A recent study published in the May issue of ‘Journal of Adolescent Health’s’ released some concerning news related to obese adolescents and low levels of vitamin D. It found that these adolescents typically suffer from vitamin D deficiency. This deficiency is related to the development of osteoporosis and so these findings are especially alarming since they have been discovered in relatively young people. Vitamin D is created by exposure to the sun. Symptoms of vitamin D deficiency include depression, chronic fatigue, diabetes, stroke, osteoporosis and heart disease.
Therefore, having enough vitamin D is crucial to a person’s well-being, whether male or female. This study, conducted in Providence, RI found that vitamin D deficiency was discovered pretty much across the boards and was almost evenly distributed between both the male and female subjects studied with the males showing somewhat higher vitamin D deficiencies than the females. Lack of vitamin D poses serious health consequences over the long term and is therefore something for which all physicians should screen.
The researchers treated each of these individuals with a regimen of vitamin D supplements and retested them following treatment.
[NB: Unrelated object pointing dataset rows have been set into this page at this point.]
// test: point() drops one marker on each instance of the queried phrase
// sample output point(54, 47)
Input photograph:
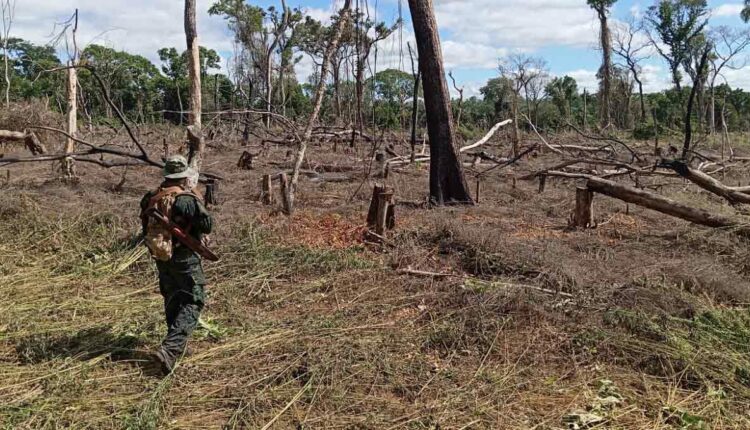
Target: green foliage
point(498, 93)
point(392, 88)
point(678, 23)
point(563, 91)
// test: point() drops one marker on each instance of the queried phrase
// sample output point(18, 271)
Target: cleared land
point(640, 323)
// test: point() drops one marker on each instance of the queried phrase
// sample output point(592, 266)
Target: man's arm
point(187, 210)
point(144, 205)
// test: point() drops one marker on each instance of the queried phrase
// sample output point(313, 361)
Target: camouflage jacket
point(189, 213)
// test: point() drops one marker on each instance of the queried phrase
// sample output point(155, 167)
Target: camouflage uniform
point(181, 279)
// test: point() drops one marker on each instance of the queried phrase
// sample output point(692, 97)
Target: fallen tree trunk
point(707, 182)
point(27, 137)
point(487, 137)
point(666, 206)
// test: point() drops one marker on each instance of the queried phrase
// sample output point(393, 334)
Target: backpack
point(158, 238)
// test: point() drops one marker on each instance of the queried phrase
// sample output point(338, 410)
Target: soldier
point(181, 279)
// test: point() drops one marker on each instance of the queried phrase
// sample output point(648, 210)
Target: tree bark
point(319, 95)
point(664, 205)
point(583, 217)
point(447, 182)
point(197, 145)
point(72, 129)
point(606, 42)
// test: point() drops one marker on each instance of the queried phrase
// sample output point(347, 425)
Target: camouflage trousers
point(182, 286)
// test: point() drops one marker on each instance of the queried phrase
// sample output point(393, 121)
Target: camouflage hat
point(177, 167)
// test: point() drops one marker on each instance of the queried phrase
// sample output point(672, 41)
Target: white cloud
point(586, 79)
point(514, 24)
point(729, 9)
point(467, 55)
point(655, 78)
point(136, 26)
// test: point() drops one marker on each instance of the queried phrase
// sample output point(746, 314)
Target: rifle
point(184, 238)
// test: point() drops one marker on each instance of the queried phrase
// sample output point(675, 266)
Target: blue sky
point(475, 33)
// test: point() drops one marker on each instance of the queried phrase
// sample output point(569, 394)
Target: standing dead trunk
point(664, 205)
point(269, 87)
point(415, 103)
point(516, 133)
point(319, 95)
point(691, 101)
point(68, 168)
point(712, 112)
point(447, 182)
point(606, 45)
point(195, 137)
point(585, 110)
point(583, 217)
point(72, 126)
point(8, 12)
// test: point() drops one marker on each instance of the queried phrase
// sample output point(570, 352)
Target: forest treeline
point(270, 43)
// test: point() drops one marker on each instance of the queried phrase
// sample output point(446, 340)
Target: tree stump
point(479, 189)
point(382, 215)
point(246, 161)
point(266, 195)
point(212, 191)
point(583, 217)
point(381, 165)
point(286, 197)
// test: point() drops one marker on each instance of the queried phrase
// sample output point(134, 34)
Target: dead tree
point(246, 161)
point(628, 47)
point(415, 103)
point(602, 11)
point(8, 8)
point(195, 137)
point(664, 205)
point(447, 181)
point(290, 191)
point(28, 138)
point(698, 81)
point(381, 215)
point(460, 91)
point(583, 217)
point(67, 163)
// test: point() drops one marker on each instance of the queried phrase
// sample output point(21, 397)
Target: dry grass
point(308, 327)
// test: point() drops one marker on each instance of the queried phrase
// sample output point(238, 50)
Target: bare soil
point(640, 323)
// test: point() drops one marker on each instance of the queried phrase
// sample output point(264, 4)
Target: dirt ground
point(640, 323)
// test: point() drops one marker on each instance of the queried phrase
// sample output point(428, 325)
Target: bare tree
point(72, 115)
point(8, 10)
point(728, 44)
point(447, 182)
point(460, 91)
point(195, 137)
point(602, 11)
point(344, 16)
point(520, 70)
point(415, 102)
point(632, 49)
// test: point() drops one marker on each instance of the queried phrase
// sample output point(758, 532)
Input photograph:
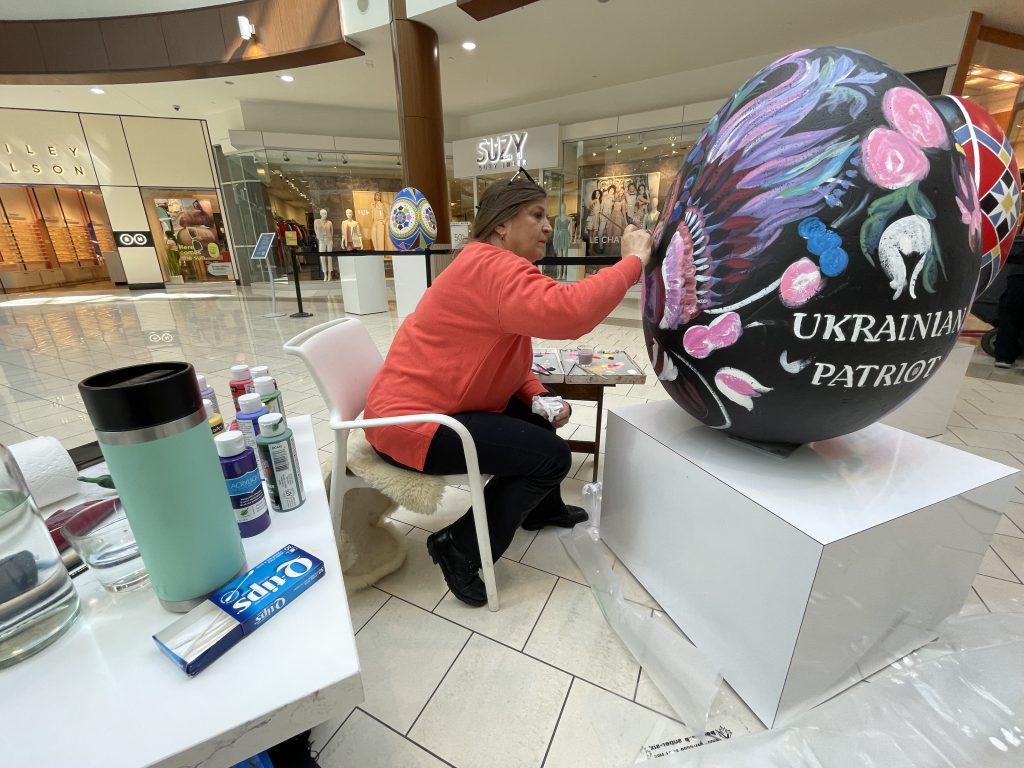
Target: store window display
point(192, 239)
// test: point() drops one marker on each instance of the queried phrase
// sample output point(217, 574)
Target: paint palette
point(816, 255)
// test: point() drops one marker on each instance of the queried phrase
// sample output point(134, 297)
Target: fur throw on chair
point(414, 491)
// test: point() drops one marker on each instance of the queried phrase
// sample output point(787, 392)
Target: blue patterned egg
point(412, 222)
point(816, 255)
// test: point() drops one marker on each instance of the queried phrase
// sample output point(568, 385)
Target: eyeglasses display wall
point(52, 235)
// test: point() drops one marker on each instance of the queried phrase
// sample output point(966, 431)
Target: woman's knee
point(560, 457)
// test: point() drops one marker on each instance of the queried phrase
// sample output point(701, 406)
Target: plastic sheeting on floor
point(686, 678)
point(955, 702)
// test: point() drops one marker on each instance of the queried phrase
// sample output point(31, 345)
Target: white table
point(103, 695)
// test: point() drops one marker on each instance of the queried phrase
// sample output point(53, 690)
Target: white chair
point(343, 360)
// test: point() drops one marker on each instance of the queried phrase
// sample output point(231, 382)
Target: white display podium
point(799, 577)
point(363, 286)
point(927, 413)
point(410, 281)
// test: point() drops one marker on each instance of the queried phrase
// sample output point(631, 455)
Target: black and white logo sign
point(133, 240)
They discovered that only about 28% of the participants in the study had achieved normal vitamin D levels. The researchers speculated that the teens’ bodies may not have shown much response to treatment because vitamin D is sequestered in fat. It suggested that physicians should begin to carefully monitor their obese patients for vitamin D deficiency in order to ward off some of the long-term complications that a lack of vitamin D causes.
This is a serious health concern because approximately 16% of adolescents in the United Kingdom are obese. They are at risk for a wide range of potential health problems, including some cancers. Obesity in teens has been linked to a lack of vigorous exercise and the researchers were unclear if a lack of outdoor sun exposure which would follow for teens who do not participate in outdoor sporting activities, was also causing the vitamin D deficiency they discovered.
Many teens nowadays are vegetarians and this type of diet can also contribute to a lack of vitamin D because vitamin D is founding fish oil, egg yolks, fish, beef liver, some cheese, and some types of grain all of which might be lacking in a teen’s vegetarian diet.
Considering the serious health problems that vitamin D deficiency causes, these finding should raise the flag of concern amongst health care providers around the world. With the obesity rates of teenagers on the rise every year, this is indeed a cause for great concern. Teens are routinely being diagnosed with problems more frequently only seen in older adults such as Type I Diabetes which is also a serious health problem.
Teens who show a lack of vitamin D should be encouraged to engage in more outdoor activities, including sports, and to consume more vitamin D rich foods. Physicians should consider referring them to a nutritionist for guidance on how to add vitamin D rich foods to their diets.